Reading Sarah Chaney’s Am I Normal? for new Scientist, 10 August 2022
In the collections of University College London there is a pair of gloves belonging to the nineteenth-century polymath Francis Galton. Galton’s motto was “Whenever you can, count”. The left glove has a pin in the thumb and a pad of felt across the fingers. Placing a strip of paper over the felt, Galton could then, by touching different fingers with the pin, keep track of what he saw without anyone noticing. A beautiful female, passing him by, was registered on one finger: her plain companion was registered on another. With these tallies, Galton thought he might in time be able to assemble a beauty map of Great Britain. The project foundered, though not before Galton had committed to paper some rude remarks about Aberdeen.
Galton’s beauty map is easy to throw rocks at. Had he completed it, it would have been not so much a map of British physiognomic variation, as a record of his own tastes, prejudices and shifting predilections during a long journey.
But as Sarah Chaney’s book makes clear, when it comes to the human body, the human mind, and human society, there can be no such thing as an altogether objective study.
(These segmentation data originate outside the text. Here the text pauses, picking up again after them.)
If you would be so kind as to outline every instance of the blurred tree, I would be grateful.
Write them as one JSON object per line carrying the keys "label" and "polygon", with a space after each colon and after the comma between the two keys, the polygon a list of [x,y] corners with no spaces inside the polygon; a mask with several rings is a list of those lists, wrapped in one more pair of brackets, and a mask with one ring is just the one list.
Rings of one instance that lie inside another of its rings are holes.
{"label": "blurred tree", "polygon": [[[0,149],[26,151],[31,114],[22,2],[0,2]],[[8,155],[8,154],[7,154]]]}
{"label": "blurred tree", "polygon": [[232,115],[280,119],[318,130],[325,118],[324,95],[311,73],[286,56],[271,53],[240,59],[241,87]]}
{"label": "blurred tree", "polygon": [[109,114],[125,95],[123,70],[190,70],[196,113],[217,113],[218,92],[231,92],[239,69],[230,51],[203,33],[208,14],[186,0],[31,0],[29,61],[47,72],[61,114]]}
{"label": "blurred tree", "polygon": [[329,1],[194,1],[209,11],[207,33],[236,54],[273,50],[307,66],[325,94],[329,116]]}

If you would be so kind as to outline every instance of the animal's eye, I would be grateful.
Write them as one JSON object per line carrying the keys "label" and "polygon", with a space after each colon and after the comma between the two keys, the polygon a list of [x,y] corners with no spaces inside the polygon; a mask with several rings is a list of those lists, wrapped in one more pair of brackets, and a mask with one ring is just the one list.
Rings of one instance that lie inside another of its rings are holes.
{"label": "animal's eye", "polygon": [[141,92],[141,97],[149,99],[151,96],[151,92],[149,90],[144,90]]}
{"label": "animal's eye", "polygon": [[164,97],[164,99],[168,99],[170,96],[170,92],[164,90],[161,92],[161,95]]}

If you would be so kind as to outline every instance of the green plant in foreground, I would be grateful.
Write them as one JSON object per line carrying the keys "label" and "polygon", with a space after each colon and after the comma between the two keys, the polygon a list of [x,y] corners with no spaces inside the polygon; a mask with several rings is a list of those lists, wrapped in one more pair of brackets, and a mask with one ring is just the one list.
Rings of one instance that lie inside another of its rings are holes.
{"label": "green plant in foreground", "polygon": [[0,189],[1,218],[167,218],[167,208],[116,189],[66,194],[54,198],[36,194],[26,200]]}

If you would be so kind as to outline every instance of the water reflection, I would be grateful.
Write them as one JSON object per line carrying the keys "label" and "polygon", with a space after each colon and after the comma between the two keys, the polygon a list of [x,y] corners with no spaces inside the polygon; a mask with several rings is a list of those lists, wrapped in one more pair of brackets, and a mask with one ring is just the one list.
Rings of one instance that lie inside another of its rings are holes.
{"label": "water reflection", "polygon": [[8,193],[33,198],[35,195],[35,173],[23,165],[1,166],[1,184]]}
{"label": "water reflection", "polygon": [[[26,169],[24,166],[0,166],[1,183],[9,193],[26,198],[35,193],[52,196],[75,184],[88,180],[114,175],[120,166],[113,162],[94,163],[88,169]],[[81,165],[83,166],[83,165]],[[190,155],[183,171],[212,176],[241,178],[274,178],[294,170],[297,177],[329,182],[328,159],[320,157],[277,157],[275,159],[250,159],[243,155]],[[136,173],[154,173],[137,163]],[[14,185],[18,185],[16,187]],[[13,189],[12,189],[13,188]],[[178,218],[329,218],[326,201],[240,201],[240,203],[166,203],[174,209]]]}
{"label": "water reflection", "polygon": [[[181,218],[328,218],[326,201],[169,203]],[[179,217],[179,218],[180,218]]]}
There is no moral or existential “outside” from which to begin such a study. The effort to gain such a perspective is worthwhile, but the best studies will always need reinterpreting for new audiences and next generations.
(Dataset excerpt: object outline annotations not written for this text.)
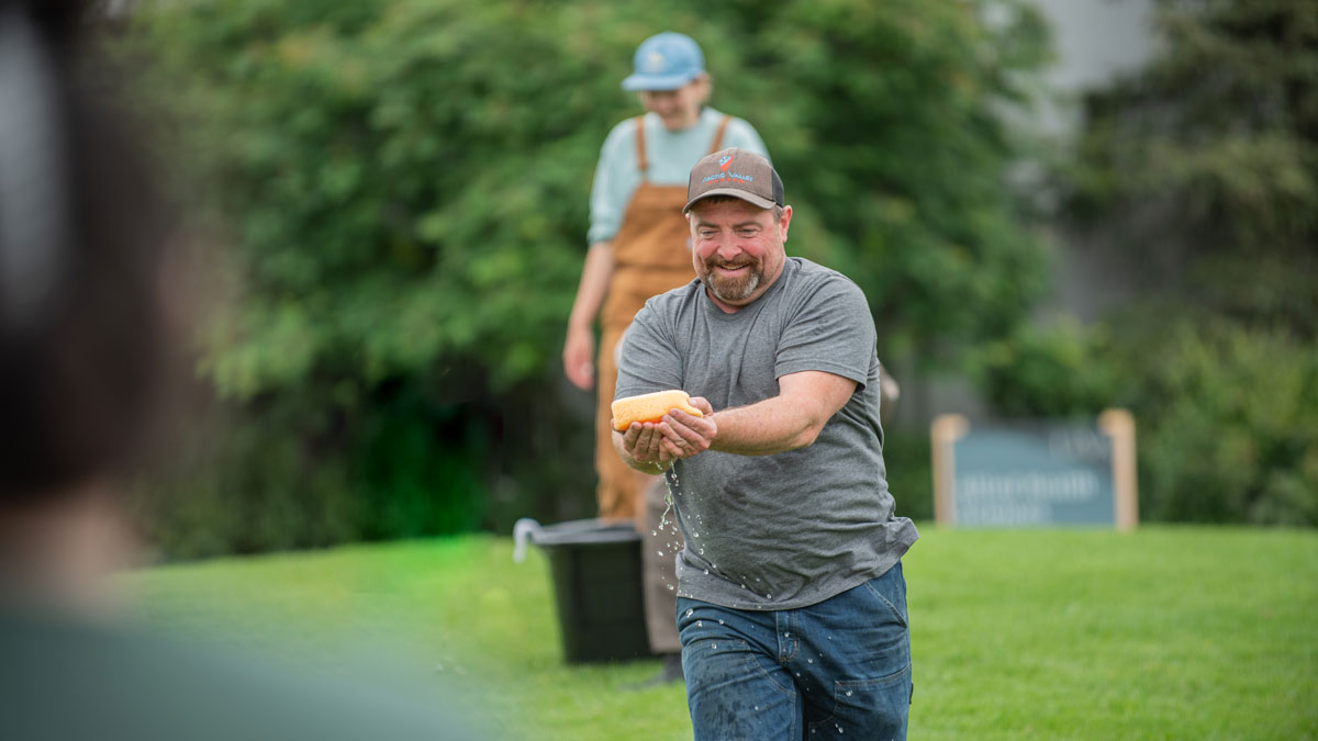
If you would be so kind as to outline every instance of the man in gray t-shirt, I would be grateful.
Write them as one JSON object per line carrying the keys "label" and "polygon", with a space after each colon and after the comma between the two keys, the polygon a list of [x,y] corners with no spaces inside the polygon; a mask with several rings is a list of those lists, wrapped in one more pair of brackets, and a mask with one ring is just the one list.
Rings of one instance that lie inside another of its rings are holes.
{"label": "man in gray t-shirt", "polygon": [[865,295],[787,257],[792,208],[758,154],[701,160],[685,212],[697,280],[637,314],[616,398],[683,389],[702,415],[633,423],[614,447],[672,492],[696,738],[904,737],[900,559],[919,534],[887,489]]}

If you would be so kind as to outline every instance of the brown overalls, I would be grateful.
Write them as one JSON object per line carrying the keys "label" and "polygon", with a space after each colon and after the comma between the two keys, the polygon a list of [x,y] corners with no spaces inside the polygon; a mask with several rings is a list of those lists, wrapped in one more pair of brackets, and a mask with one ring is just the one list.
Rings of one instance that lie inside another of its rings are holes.
{"label": "brown overalls", "polygon": [[[721,149],[730,116],[724,116],[709,148]],[[633,471],[613,450],[613,389],[618,382],[617,344],[646,301],[684,286],[696,277],[691,261],[691,228],[681,214],[687,204],[685,186],[659,186],[650,182],[646,136],[637,119],[637,163],[641,185],[627,203],[622,228],[613,237],[613,278],[600,315],[600,378],[596,413],[594,465],[600,473],[600,517],[635,519],[641,533],[642,571],[646,604],[646,633],[656,654],[681,650],[677,624],[677,583],[673,556],[681,550],[681,535],[670,514],[664,527],[659,521],[667,509],[663,479]]]}
{"label": "brown overalls", "polygon": [[[710,154],[718,152],[730,119],[724,116],[718,125]],[[622,463],[613,450],[609,421],[613,418],[613,389],[618,381],[614,348],[646,299],[684,286],[696,277],[691,262],[691,228],[681,214],[687,204],[687,186],[650,182],[645,127],[639,117],[635,121],[641,185],[627,203],[622,228],[613,237],[613,278],[600,314],[600,357],[596,364],[600,385],[594,465],[600,473],[600,517],[618,519],[637,517],[638,476],[643,475]]]}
Am I Normal? gives often very uncomfortable social and political context to the historical effort to identify norms of human physiology, behaviour and social interaction. Study after study is shown to be hopelessly tied to its historical moment. (The less said about “drapetomiania”, the putative mental illness discovered among runaway slaves, the better.)
And it would be the easiest job in the world, and the cheapest, to wield these horrors as blunt weapons to tear down both medicine and the social sciences. It is true that in some areas, measurement has elicited surprisingly little insight — witness the relative lack of progress made in the last century in the field of mental health. But while conditions like schizophrenia are real, and ruinous, do we really want to give up our effort at understanding?
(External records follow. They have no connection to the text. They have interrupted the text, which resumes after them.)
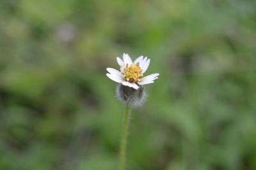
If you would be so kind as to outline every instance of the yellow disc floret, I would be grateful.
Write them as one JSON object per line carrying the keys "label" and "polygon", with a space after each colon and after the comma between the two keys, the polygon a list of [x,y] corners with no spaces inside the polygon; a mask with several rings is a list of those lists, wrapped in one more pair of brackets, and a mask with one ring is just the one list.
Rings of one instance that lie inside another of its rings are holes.
{"label": "yellow disc floret", "polygon": [[128,64],[126,64],[126,67],[124,70],[124,75],[125,81],[131,83],[140,82],[140,78],[143,76],[142,69],[140,67],[140,63],[137,62],[136,64],[128,66]]}

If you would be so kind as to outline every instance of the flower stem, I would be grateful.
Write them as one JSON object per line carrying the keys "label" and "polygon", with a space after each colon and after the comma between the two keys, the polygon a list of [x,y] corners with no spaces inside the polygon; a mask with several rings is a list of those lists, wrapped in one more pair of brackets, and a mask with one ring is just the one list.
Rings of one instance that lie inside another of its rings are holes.
{"label": "flower stem", "polygon": [[122,139],[120,148],[119,155],[119,170],[124,170],[125,167],[125,155],[126,155],[126,144],[127,141],[127,134],[129,129],[129,123],[130,117],[130,106],[127,104],[124,113],[123,130],[122,132]]}

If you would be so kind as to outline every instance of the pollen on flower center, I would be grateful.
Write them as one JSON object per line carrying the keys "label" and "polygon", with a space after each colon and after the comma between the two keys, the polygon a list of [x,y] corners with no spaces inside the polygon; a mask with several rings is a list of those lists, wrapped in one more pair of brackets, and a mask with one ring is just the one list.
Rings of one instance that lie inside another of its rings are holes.
{"label": "pollen on flower center", "polygon": [[137,83],[141,81],[140,78],[143,76],[142,69],[140,67],[140,63],[133,64],[131,66],[126,64],[126,67],[124,70],[124,75],[125,81],[131,83]]}

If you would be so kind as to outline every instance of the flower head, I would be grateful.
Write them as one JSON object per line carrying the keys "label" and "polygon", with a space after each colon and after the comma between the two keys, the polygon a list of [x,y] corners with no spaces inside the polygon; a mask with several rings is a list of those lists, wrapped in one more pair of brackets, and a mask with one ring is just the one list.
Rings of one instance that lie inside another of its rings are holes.
{"label": "flower head", "polygon": [[108,67],[107,71],[109,73],[106,75],[113,81],[122,83],[124,86],[138,90],[141,85],[153,83],[154,80],[158,78],[158,73],[143,77],[150,62],[150,59],[147,57],[140,56],[132,62],[128,54],[124,53],[123,60],[119,57],[116,57],[116,60],[120,66],[120,71]]}

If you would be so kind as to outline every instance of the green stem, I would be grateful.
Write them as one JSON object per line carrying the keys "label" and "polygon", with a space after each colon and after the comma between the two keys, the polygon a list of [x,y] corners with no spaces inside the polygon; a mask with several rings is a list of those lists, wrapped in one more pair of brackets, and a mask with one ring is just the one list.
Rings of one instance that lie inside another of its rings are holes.
{"label": "green stem", "polygon": [[120,148],[119,170],[124,170],[125,167],[126,144],[127,141],[130,110],[130,106],[127,104],[125,111],[124,113],[123,130],[122,132],[122,139]]}

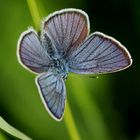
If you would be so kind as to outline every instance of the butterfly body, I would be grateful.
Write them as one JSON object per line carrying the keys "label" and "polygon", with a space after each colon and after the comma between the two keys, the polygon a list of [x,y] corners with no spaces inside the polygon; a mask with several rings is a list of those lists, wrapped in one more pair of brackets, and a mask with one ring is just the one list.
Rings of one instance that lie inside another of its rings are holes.
{"label": "butterfly body", "polygon": [[53,59],[50,63],[50,70],[58,74],[63,79],[68,75],[68,63],[64,59]]}
{"label": "butterfly body", "polygon": [[36,85],[46,110],[57,121],[66,103],[64,80],[77,74],[113,73],[132,64],[128,50],[116,39],[100,32],[89,35],[88,15],[64,9],[43,20],[41,36],[30,28],[18,41],[20,64],[38,74]]}

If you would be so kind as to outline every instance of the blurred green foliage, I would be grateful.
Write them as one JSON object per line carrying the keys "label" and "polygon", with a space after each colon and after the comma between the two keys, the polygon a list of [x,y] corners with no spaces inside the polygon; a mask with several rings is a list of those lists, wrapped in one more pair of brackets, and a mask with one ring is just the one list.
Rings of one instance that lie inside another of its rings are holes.
{"label": "blurred green foliage", "polygon": [[[68,77],[67,100],[81,140],[140,140],[140,1],[36,0],[36,3],[41,18],[63,8],[84,10],[90,18],[91,32],[97,30],[115,37],[128,48],[134,60],[129,69],[99,75],[98,79]],[[35,75],[17,61],[17,41],[28,26],[37,25],[27,1],[0,0],[0,115],[32,139],[70,140],[72,133],[65,121],[67,111],[62,122],[54,121],[41,102]],[[4,139],[12,137],[0,131],[0,140]]]}

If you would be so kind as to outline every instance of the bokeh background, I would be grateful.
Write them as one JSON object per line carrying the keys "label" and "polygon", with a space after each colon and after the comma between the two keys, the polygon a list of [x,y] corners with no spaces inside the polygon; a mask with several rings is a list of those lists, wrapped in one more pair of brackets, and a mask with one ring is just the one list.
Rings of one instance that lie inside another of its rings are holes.
{"label": "bokeh background", "polygon": [[[36,4],[41,18],[63,8],[84,10],[91,32],[115,37],[133,58],[130,68],[98,79],[69,76],[67,100],[79,138],[140,140],[140,1],[36,0]],[[41,102],[35,75],[17,61],[17,40],[28,26],[35,25],[27,1],[0,0],[0,116],[34,140],[76,140],[67,111],[61,122],[53,120]],[[16,138],[1,130],[0,139]]]}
It is certainly true, that we have paid not nearly enough attention, at least until recently, to where our data was coming from. Research has to begin somewhere, of course, but should we really still be basing so much of our medicine, our social policy and even our design decisions on data drawn (and sometimes a very long time ago) from people in Western, educated, industrialised, rich and democratic (WEIRD) societies?
Chaney shows how studies that sought human norms can just as easily detect diversity. All it needs is a little humility, a little imagination, and an underlying awareness that in these fields, the truth does not stay still.